Enclosure, Courttown, Co. Kildare
Co. Kildare |
Enclosures
What looks from ground level like an ordinary stretch of tillage in County Kildare conceals, just beneath the soil, the ghostly outlines of ancient structures that have not been visible to the human eye for centuries. They reveal themselves only from the air, and only under the right conditions, as cropmarks: faint differences in how grain or grass grows above buried features, where a filled-in ditch or the remains of a wall subtly alters the soil's moisture and chemistry. It is a phenomenon that turns a light aircraft into a time machine.

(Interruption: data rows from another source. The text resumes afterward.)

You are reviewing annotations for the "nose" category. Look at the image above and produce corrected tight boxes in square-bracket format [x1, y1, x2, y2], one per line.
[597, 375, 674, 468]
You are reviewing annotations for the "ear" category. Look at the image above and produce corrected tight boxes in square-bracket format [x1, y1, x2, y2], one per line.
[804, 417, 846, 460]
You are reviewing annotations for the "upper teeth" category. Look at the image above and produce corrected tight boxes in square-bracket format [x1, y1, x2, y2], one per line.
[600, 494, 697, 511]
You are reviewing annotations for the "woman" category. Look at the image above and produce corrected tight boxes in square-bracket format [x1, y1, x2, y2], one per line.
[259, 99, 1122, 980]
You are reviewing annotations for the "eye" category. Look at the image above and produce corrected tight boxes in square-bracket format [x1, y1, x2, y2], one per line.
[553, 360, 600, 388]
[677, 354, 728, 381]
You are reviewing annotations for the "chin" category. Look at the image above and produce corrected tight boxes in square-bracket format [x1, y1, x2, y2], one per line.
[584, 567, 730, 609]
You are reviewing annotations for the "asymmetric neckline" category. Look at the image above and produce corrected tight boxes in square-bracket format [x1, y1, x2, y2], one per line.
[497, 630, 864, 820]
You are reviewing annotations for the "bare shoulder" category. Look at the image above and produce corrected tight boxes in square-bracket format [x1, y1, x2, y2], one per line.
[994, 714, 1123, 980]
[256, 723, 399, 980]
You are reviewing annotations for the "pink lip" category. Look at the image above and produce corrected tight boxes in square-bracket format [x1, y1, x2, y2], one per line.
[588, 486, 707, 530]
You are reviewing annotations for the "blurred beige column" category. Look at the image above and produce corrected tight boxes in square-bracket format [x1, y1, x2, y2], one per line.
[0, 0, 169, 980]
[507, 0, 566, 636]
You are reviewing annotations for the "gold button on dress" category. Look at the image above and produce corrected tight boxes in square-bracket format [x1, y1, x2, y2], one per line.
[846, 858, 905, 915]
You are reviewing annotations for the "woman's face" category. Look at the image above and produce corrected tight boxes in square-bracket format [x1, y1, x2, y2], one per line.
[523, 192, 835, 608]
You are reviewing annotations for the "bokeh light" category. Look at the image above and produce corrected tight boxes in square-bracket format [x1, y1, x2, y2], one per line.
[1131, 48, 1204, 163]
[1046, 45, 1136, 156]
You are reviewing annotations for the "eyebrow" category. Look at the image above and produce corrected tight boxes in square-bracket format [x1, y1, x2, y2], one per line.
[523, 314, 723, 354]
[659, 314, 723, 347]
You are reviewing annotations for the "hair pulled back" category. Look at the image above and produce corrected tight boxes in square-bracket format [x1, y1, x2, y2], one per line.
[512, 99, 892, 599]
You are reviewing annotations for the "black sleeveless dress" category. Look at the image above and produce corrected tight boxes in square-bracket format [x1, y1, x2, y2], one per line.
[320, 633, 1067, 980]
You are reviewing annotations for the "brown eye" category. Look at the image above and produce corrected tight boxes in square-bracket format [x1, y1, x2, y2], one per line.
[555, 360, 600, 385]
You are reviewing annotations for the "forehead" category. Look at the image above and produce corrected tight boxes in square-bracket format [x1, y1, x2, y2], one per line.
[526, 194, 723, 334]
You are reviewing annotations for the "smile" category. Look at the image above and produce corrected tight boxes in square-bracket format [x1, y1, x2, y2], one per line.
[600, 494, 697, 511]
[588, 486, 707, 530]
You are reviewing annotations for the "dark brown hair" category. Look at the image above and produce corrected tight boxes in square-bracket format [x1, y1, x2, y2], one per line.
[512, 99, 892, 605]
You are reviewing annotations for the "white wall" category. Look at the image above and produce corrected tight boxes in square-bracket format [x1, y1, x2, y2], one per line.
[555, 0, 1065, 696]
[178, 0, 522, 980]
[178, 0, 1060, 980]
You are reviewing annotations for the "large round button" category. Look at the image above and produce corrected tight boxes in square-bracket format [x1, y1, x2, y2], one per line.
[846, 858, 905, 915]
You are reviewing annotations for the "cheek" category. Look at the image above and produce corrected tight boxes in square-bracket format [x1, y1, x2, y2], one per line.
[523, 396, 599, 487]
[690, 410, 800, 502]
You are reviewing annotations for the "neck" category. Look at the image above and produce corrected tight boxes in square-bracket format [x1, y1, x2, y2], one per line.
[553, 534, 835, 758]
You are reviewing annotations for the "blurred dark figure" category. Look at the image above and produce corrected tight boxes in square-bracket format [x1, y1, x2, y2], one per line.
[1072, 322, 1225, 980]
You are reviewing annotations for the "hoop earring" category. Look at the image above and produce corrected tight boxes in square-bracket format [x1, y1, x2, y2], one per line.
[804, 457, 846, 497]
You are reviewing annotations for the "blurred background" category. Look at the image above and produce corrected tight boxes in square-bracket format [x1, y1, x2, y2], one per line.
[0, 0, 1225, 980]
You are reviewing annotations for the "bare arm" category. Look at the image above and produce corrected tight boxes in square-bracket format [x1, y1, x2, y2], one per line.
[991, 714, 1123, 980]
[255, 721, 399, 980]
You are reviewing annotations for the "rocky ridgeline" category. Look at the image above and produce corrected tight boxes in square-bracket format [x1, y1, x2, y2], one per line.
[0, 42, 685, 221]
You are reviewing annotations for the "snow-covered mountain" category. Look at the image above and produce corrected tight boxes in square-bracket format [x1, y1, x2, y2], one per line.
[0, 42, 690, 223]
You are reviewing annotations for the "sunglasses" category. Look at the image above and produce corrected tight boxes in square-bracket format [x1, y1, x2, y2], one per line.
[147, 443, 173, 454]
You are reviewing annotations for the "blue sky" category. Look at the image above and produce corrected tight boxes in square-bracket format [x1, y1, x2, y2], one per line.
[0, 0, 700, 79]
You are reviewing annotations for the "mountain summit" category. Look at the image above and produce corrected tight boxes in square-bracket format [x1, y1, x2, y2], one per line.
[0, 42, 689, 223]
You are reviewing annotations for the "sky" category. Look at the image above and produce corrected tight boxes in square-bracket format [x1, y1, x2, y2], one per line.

This particular enclosure is one of a remarkable cluster of such buried monuments concentrated around Courttown in County Kildare. Aerial surveys identified a dense grouping of cropmarks spread across a roughly rectangular area approximately 650 metres east to west and 350 metres across, lying in level tillage land, with further outlying sites scattered to the south and northwest. This specific enclosure was spotted in 1996 by Dr. Gillian Barrett during one of her dedicated aerial photographic surveys of the Irish landscape. The photograph in question, taken as part of that survey, shows the cropmark of a curvilinear enclosure, circular or oval in form, defined by a fosse, which is essentially a wide, flat-bottomed ditch dug around a settlement or ritual site for demarcation or defence. The enclosure appears incomplete in the image, whether because part of it was never built, or because the cropmark conditions on that day only partially revealed it, is not known. What is clear is that it forms part of a much larger archaeological landscape, one in which numerous levelled monuments of presumably different types and periods once stood close together, their physical presence long since erased at the surface but their buried footprints intact.